In the story, Lynda Woolbert, executive director of the Coalition for Nurses in Advanced Practice, argues that lawmakers should grant independent practice to nurse practitioners to help address the shortage of primary care physicians, particularly in rural areas.
“Patients need help managing chronic illnesses; they need well-child exams—all things that aren’t physicians’ strongest suits,” Woolbert said.
The CBS TV news affiliate in Austin ran a similar story on the evening news the following week, and an Associated Press story in April listed Texas as one of 28 states considering the expansion of nurse practitioners’ scope of practice.
“This is the first in what will be a long, sustained effort by the nurse practitioners to achieve the independent practice of medicine,” said TAFP CEO Tom Banning.
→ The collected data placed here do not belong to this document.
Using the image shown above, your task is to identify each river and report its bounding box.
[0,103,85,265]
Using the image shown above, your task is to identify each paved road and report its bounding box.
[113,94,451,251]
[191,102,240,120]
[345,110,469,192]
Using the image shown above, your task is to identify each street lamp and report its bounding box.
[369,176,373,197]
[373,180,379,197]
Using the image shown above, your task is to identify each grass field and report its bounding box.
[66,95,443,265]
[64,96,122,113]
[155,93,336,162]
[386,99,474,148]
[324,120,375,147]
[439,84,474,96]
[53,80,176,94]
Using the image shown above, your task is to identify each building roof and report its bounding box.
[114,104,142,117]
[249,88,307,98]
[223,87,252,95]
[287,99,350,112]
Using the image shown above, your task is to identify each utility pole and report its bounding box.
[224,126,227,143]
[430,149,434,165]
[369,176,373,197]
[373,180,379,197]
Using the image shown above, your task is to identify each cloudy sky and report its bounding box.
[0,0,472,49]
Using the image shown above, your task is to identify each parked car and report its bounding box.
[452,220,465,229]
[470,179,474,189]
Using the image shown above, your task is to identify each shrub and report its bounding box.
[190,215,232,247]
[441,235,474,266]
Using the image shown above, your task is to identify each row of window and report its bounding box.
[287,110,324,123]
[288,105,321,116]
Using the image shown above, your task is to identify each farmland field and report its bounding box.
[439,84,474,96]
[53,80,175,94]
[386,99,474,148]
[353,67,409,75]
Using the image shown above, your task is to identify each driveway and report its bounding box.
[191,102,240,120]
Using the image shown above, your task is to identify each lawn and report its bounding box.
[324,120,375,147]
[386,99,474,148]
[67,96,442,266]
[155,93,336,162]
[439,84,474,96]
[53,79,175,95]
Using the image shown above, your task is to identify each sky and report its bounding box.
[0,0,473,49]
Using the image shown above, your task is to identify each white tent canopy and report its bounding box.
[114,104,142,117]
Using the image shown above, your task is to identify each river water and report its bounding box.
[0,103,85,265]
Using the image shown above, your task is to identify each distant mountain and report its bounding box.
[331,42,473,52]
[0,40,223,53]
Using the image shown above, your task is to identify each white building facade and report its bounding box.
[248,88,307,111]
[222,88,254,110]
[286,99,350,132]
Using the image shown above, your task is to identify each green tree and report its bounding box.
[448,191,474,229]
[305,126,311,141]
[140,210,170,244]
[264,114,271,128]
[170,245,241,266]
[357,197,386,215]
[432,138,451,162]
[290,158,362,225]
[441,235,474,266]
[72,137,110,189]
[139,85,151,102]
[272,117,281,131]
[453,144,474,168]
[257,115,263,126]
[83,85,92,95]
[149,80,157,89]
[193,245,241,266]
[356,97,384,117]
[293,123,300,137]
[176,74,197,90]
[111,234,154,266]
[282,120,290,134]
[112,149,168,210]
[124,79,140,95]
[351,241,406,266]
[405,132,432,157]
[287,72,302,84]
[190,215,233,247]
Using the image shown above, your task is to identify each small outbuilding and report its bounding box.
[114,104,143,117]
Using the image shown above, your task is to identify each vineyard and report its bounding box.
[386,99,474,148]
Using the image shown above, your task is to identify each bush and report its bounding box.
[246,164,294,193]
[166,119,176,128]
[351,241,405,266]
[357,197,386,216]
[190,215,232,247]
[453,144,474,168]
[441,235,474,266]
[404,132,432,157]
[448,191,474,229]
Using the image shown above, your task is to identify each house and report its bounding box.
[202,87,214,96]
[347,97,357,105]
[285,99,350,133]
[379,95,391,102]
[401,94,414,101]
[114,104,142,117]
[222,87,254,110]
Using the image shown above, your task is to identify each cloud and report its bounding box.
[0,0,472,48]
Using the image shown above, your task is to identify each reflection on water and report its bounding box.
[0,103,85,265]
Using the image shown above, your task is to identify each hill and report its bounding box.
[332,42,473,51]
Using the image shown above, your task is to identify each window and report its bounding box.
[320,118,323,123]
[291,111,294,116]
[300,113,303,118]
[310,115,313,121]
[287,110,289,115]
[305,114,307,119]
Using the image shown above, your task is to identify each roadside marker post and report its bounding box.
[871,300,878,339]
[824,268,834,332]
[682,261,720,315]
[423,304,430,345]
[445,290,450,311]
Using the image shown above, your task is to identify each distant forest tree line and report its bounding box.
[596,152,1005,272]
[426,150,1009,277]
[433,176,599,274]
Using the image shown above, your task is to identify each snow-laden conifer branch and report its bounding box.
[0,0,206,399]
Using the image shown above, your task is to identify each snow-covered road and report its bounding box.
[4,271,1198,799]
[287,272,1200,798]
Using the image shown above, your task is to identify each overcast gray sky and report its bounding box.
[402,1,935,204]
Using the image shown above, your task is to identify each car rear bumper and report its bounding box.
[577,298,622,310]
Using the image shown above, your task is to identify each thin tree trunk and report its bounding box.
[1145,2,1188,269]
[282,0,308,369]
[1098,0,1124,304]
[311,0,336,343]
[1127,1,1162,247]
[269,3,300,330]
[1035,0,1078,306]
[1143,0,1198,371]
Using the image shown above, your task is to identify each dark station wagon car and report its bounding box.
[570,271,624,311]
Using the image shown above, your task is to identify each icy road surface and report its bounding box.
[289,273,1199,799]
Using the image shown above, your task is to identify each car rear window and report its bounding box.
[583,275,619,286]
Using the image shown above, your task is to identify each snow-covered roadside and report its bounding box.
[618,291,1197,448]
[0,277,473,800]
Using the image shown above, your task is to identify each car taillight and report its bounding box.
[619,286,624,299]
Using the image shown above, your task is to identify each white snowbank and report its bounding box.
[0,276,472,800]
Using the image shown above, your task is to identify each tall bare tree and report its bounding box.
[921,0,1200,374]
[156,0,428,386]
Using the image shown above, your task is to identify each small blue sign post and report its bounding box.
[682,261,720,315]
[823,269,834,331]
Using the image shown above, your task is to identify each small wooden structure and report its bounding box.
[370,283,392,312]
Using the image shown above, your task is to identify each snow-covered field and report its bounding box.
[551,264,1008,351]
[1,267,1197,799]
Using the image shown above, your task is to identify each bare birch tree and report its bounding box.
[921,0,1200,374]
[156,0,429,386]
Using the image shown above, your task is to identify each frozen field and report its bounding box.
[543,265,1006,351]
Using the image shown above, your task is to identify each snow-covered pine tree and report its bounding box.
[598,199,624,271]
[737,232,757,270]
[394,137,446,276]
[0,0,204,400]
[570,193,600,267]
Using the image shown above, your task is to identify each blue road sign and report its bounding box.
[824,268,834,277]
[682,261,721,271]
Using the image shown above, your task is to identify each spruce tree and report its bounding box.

Marie-Elizabeth Ramas, M.D., a third-year resident at Lone Star Family Medicine Residency Program in Conroe, Texas, was awarded one of two James Martin, M.D. Scholarships from the TAFP Foundation. Ramas traveled to Austin in June to research scope of practice, meet with numerous lawmakers at the Capitol, and gather materials that will help our legislative team craft a policy brief on this issue to prepare for the upcoming legislative session.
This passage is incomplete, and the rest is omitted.